Yes, the idea of a country being saved by a single “great man” can be dangerous. In the last century, it led to the dictatorships of Hitler, Stalin, Mao, and several others. But facts are facts: Trump, today, is America’s essential man. Though surrounded by enemies in the White House, on Capitol Hill, and all over Washington, he’s enjoyed an unprecedented level of public support.
Never—and this assertion seems unarguable—have so many Americans loved their president so much, or trusted him so implicitly, or been so certain of his genuine concern for their welfare. Watching Trump rallies on TV, I’ve often found myself thinking: if only Adams or Jefferson or Franklin could see this!
Because this wasn’t by any means a Communist-style cult of personality, with people feeling scared not to cheer. This was the real thing—a good thing—a democratically elected leader being applauded by ordinary citizens from every imaginable kind of background for keeping his promises and for serving his people.
Uniformly, the counterculture-bred “journalists” who “reported” on these peaceful patriotic events depicted the participants as scum. Then, toward the end of Trump’s term, cities around America erupted in violent riots by members of what once would have been called the counterculture, and the same “journalists” depicted those participants as heroes.
Finally, the ultimate culture war atrocity: a manifestly stolen election.
The theft was breathtaking in the insane lust for power, and the contempt for opponents, that made it possible. It was stunning in its brazenness. Which made sense: for decades, as it had advanced apace—in what has been called “the long march through the institutions”—the counterculture had grown used to easy conquests. It apparently hadn’t expected much in the way of resistance this time, either.
The whole scenario is quite clear. They’re just like schoolyard bullies. Because Trump supporters are honest, good-mannered, and peaceable, they take us for wimps.
And alas, some old-line Republican members of Congress, who at this point are perhaps all that’s standing between us and a Biden presidency, are wimps—prepared to roll over to maintain a factitious peace.

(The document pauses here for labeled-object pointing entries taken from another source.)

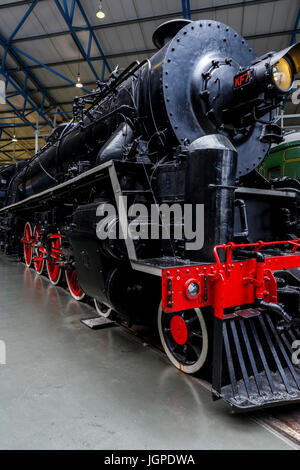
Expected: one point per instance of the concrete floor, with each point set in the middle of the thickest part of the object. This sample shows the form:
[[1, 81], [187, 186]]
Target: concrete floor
[[67, 387]]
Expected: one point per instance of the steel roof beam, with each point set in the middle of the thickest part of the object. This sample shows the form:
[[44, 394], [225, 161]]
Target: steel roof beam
[[147, 19], [68, 16], [186, 9], [22, 90], [149, 51]]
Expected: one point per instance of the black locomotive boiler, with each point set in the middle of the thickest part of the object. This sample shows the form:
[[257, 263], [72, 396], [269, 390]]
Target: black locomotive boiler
[[186, 128]]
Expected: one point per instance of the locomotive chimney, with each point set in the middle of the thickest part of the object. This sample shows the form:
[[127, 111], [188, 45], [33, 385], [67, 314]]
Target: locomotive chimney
[[211, 173]]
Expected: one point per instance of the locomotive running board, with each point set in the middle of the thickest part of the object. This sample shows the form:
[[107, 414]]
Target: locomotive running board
[[253, 365]]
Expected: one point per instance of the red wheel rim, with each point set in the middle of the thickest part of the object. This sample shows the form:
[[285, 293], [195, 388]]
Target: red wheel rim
[[179, 330], [27, 244], [39, 257], [53, 268], [75, 290]]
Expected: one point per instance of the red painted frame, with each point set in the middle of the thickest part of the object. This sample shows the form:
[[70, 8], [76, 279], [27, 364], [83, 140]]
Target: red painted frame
[[229, 284]]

The majority of our Supreme Court justices—who, against all logic, denied that Texas has standing to challenge the presidential vote in another state—are wimps, too.
But we can’t let their passivity prevail. We need to make it clear that, peaceable though we are, we’re not wimps—and we’re not suckers. In this climactic battle of our decades-long culture war, we need to win—or be prepared to lose in ways beyond imagining.